El articulista literario recibe contestaciones de este tipo: "En su columna del jueves, decía que todos los optimistas son unos irresponsables. Nos parece una absoluta frivolidad lo que escribió. Puedo asegurarle que nosotros, desde el Teléfono de la Esperanza, sólo queremos traer un poco de calor humano a las gentes que lo necesitan". "El pasado sábado hablaba en su columna de los bostezos de los funcionarios. Como técnico de la Administración General del Estado quiero subrayar que el sector público se encuentra lleno de excelentes profesionales que cumplen sus funciones con notable eficacia y plena vocación de servicio". "El otro día usted hablaba de que la vida hace de todos nosotros unos cojos metafísicos. Ello ha sentado muy mal en nuestra asociación de discapacitados. Le ruego que rectifique ese reaccionario criterio o que deje de escribir en los periódicos". "Usted escribió el otro día que le gustaría de todo el mundo el comportamiento de una buena esposa. El Partido Feminista quiere decirle que a nosotras no, machista inmundo".

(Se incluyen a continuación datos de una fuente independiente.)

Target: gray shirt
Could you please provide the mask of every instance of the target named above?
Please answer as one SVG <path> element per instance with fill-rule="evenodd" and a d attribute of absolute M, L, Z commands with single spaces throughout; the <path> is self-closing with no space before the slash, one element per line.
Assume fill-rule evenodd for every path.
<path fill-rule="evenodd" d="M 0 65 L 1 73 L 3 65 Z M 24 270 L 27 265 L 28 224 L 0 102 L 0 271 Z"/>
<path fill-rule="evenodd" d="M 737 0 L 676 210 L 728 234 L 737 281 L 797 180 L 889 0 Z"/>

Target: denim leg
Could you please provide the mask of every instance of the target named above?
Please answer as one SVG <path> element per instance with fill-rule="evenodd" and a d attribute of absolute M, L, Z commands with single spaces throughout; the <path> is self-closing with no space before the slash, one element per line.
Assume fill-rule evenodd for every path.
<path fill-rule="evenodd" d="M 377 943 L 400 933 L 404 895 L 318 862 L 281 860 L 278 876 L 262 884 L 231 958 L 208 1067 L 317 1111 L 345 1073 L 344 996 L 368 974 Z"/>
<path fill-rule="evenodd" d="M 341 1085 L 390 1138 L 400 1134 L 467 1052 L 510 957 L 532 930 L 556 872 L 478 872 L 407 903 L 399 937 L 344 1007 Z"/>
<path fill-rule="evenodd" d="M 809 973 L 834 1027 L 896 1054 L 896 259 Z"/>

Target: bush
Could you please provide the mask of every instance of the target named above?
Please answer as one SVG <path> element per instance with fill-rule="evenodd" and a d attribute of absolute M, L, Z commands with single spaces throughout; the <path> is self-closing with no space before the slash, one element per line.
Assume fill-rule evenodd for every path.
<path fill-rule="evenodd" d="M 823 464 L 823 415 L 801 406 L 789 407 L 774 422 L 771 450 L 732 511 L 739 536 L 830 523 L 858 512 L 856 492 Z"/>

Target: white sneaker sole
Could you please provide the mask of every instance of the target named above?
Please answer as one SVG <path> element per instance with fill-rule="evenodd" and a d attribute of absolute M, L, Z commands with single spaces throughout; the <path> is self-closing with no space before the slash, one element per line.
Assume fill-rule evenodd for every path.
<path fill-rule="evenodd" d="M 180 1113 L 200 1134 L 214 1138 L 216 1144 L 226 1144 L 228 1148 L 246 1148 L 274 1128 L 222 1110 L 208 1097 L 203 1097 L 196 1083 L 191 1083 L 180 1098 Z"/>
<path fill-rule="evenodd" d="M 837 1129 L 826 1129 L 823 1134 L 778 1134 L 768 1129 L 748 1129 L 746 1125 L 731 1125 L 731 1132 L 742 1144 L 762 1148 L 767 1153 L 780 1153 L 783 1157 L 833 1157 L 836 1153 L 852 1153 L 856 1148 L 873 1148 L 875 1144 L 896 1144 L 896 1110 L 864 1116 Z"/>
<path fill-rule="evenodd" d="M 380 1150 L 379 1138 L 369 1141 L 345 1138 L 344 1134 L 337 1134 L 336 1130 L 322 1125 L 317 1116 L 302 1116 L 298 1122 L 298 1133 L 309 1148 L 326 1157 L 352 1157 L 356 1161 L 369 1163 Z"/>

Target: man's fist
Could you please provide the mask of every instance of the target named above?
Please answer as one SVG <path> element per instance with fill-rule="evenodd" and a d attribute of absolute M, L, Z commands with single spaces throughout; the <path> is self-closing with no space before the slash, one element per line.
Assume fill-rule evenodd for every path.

Hay gente que lee el artículo literario como un análisis doctrinal; espera conceptos bienintencionados, términos políticamente correctos, aliento a causas nobles y, claro, lo que lee después le espanta. Hay gente que no soporta la literatura o que, todavía peor, considera que no existe. No comprenden que la literatura no surge de criterios morales y que el lenguaje literario rebusca en las contradicciones humanas, no en el diccionario de las ideas correctas. Esto lleva a que los defensores de cualquier causa loable se sientan ofendidos si el articulista muestra una realidad sin veladuras o si asume el lenguaje de la calle en vez de ese lenguaje eufemístico e idiota al que se resignan los agentes sociales y, en general, todos los que salen en los medios en representación de alguien o de algo.
Debería reconfortarnos que gracias a la literatura, siquiera la humilde literatura de periódico, aún se pueda apreciar la realidad en su versión más indigna, que quizás resulta el modo de poder verla mejor.